Tahani Baakdhah is a neuroscientist, science communicator, crafter, and author from Saudi Arabia. Focusing most of her work and research on glaucoma and retinal regeneration at the University of Toronto, in Canada, she uses her artistic skills to crochet models related to the world of sciences. According to Tahani Baakdhah, art can be used to teach scientific notions through a powerful and creative medium.

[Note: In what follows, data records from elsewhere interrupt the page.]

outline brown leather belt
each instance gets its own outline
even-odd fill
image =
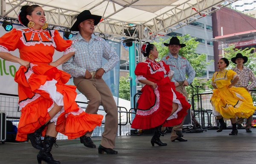
[[[93,71],[93,72],[91,72],[90,73],[91,75],[92,75],[92,78],[94,78],[94,75],[95,75],[95,74],[96,73],[96,72]]]
[[[180,85],[180,86],[182,86],[182,85],[183,85],[183,83],[184,83],[184,81],[177,82],[178,82],[178,83],[179,83],[179,85]]]

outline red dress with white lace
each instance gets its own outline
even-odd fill
[[[164,62],[154,62],[148,58],[138,63],[135,70],[136,80],[147,79],[155,83],[157,87],[145,85],[141,90],[136,115],[131,127],[148,129],[162,125],[171,127],[181,123],[190,107],[182,94],[176,91],[174,83],[168,76],[173,74]],[[178,104],[178,109],[171,116],[172,103]]]
[[[55,49],[64,51],[64,55],[74,52],[71,44],[72,41],[63,39],[57,30],[15,29],[0,38],[0,52],[18,49],[20,58],[30,62],[28,69],[21,66],[15,77],[21,112],[16,140],[26,141],[27,134],[50,119],[48,112],[54,102],[63,107],[51,122],[55,122],[57,132],[69,139],[79,137],[100,126],[102,115],[85,113],[75,101],[76,86],[65,84],[70,75],[49,65]]]

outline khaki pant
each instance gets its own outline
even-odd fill
[[[101,104],[103,106],[107,114],[100,144],[105,147],[113,149],[118,127],[118,115],[116,102],[108,86],[102,78],[85,79],[79,77],[74,78],[73,81],[77,89],[89,100],[85,112],[97,114]],[[88,132],[85,135],[90,137],[92,132]]]
[[[185,86],[178,86],[175,88],[176,91],[178,91],[180,93],[182,93],[183,96],[185,97],[186,98],[186,100],[187,101],[188,101],[188,95],[186,91],[186,88],[185,88]],[[187,110],[187,112],[188,112]],[[185,122],[185,120],[186,120],[186,115],[184,117],[183,120],[181,123],[180,124],[178,125],[175,125],[172,127],[172,133],[171,133],[171,140],[173,140],[177,138],[179,136],[177,135],[175,130],[182,130],[182,127],[183,126],[183,124]]]

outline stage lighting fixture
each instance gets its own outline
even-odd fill
[[[12,20],[10,20],[10,21],[8,21],[6,20],[4,20],[3,22],[3,24],[2,26],[3,27],[4,29],[7,32],[9,32],[12,29]]]
[[[67,29],[64,33],[64,36],[68,39],[70,39],[73,37],[73,34],[72,34],[70,29]]]

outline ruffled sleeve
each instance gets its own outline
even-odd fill
[[[236,75],[236,73],[233,70],[230,69],[227,72],[227,77],[228,79],[233,80],[238,75]]]
[[[214,72],[214,73],[212,75],[212,81],[211,81],[211,84],[212,84],[212,86],[216,86],[216,83],[214,81],[214,79],[215,79],[215,77],[216,77],[216,73],[217,73],[217,72]]]
[[[160,61],[160,62],[162,62],[163,63],[163,66],[165,70],[166,71],[166,75],[167,75],[167,76],[170,77],[172,76],[173,74],[174,74],[174,72],[170,69],[169,65],[166,64],[166,63],[163,61]]]
[[[69,52],[75,52],[75,49],[71,46],[72,40],[65,40],[60,35],[57,30],[52,30],[51,32],[54,32],[53,39],[56,44],[56,50],[59,52],[64,52],[64,55],[66,55]]]
[[[15,29],[3,35],[0,37],[0,52],[9,52],[15,50],[18,48],[20,37]]]
[[[139,63],[137,64],[134,73],[137,76],[135,81],[146,79],[148,64],[144,62]]]

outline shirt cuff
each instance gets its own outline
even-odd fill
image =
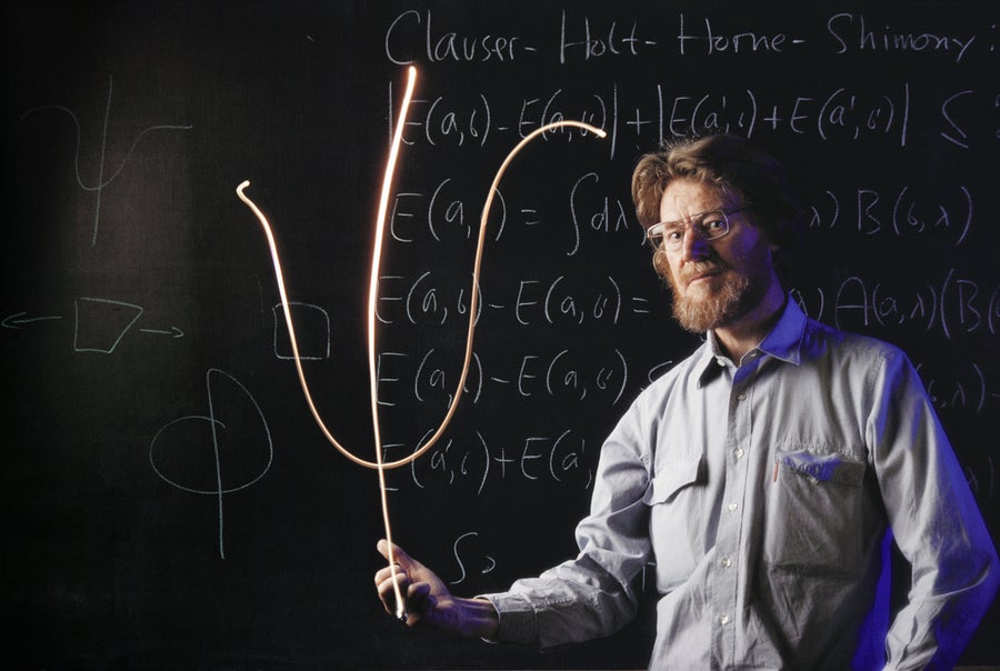
[[[497,609],[499,624],[497,627],[496,642],[518,645],[531,645],[534,643],[538,631],[538,618],[531,601],[521,594],[511,594],[509,592],[480,594],[477,598],[486,599]]]

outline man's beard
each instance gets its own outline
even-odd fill
[[[692,266],[688,274],[710,269],[723,271],[722,287],[710,294],[682,296],[676,280],[671,278],[668,282],[673,291],[673,318],[681,328],[693,333],[726,327],[746,316],[760,304],[770,287],[770,276],[761,269],[752,268],[747,274],[737,274],[729,272],[730,269],[721,260]]]

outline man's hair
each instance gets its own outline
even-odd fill
[[[639,159],[632,173],[632,201],[642,228],[659,221],[663,191],[678,179],[704,182],[728,199],[742,201],[751,223],[778,248],[774,263],[786,279],[790,257],[801,243],[806,211],[781,163],[739,136],[667,141]]]

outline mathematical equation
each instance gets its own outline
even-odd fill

“With every stitch, we learn new information that will transform our understanding and fight misinformation”

Artwork name

The story of Covid19, stitch by stitch

About the artwork

The story of Covid19, stitch by stitch, 2020, is a series of crocheted models to inform a large audience on the science behind the pandemic. “With every stitch, we learn new information that will transform our understanding and fight misinformation”, explains Tahani. She hopes that her artistic work will help comfort people and spread quality scientific information about the pandemic.


Women of science have often used crocheting and clothes stitching to help understand complex scientific processes and facts. This was the case of pioneering French midwife Angélique du Coudray (1712-1794) who created a mannequin of textiles to teach trainee midwives on all steps of properly attending childbirth. At that time, female midwives were barred from medical studies. In 1759, du Coudray published a midwifery manual “Abrégé de l’art des accouchements” illustrating important manoeuvres to preserve the safety of women and their new-borns at the moment of birth.

Her trainees practiced various manipulations in mock births on the life-size obstetrical mannequin and were well prepared to handle dangerous situations, such as with twins and breech presentation. Du Coudray succeeded against the opposition of male surgeons when Louis XV recognized that she was instrumental to reducing chid mortality and commissioned her to travel across France to teach the art of midwifery. She taught thousands of students and even male medical doctors and became a symbol of French medical progress.